- Born: 28 March 1941 (age 85) Harrow, Middlesex, England
- Occupations: Author, counsellor, journalist, broadcaster
- Years active: 1959–2010
- Children: 3
- Relatives: Phillip Hodson (Partner); Barnaby Levy (son); Joel Levy (son); Alex Hooper-Hodson (son);

= Anne Hooper =

British sex therapist

Anne Hooper (born 1941) is a British sex therapist and author, who pioneered therapy groups for women with sex problems in the 1970s and 1980s and who wrote UK newspaper columns on the subject of human sexuality in the 1990s.

== Books ==
Since beginning a career as an author in the late 1970s she has written over 40 titles on the subject of sex therapy and sexual enhancement. These include The Ultimate Sex Guide and 21st Century Kama Sutra.

Her book Hot, Hot, Hot: The Body Electric has been described as “a seminal work” and has been in print for over 30 years while Divorce and Your Children was the first UK based book on the subject and has also been in print for over 30 years. She is author of the popular psychology book Adler for Beginners and an innovative work on the links between evolutionary psychology and sexual function in Sex: the Manual aka How Was It For You?

== Counseling ==
Hooper is a marital counselor, a sex therapist (BASRT). She founded the Women's Sexuality Workshop in the late 1970s, is a UK listed psychotherapist, a former council member of the Adlerian Society for Individual Psychology of Great Britain, and founding editor of the Adlerian Yearbook

== Journalism and radio ==
Hooper was a regular columnist on the Daily Mail, introducing sexual subject matter to its readers in the early 1990s and also had columns in Cosmopolitan, First Magazine, Best, and Bella. As a reforming feminist, she ensured that her writing was non-sexist at a time when others had not yet adapted their attitudes. She was a long-term radio presenter of the Counselling Programme on LBC in London and the first agony aunt for the first national cable television station in the UK (Wire TV). Currently she is consultant to Amora – the Academy of Sex and Relationships.
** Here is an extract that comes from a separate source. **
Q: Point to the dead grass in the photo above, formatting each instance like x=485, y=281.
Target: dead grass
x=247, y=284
She has been a trustee for the Post Abortion Counselling Service (PACS) a regional committee member of the Family Planning Association and is presently assisting Ataxia UK.

== Film work ==
Hooper is the founder of the Tetbury Film Society and now works with the British Federation of Film Societies – South West to further film viewing in remote regions of South West England.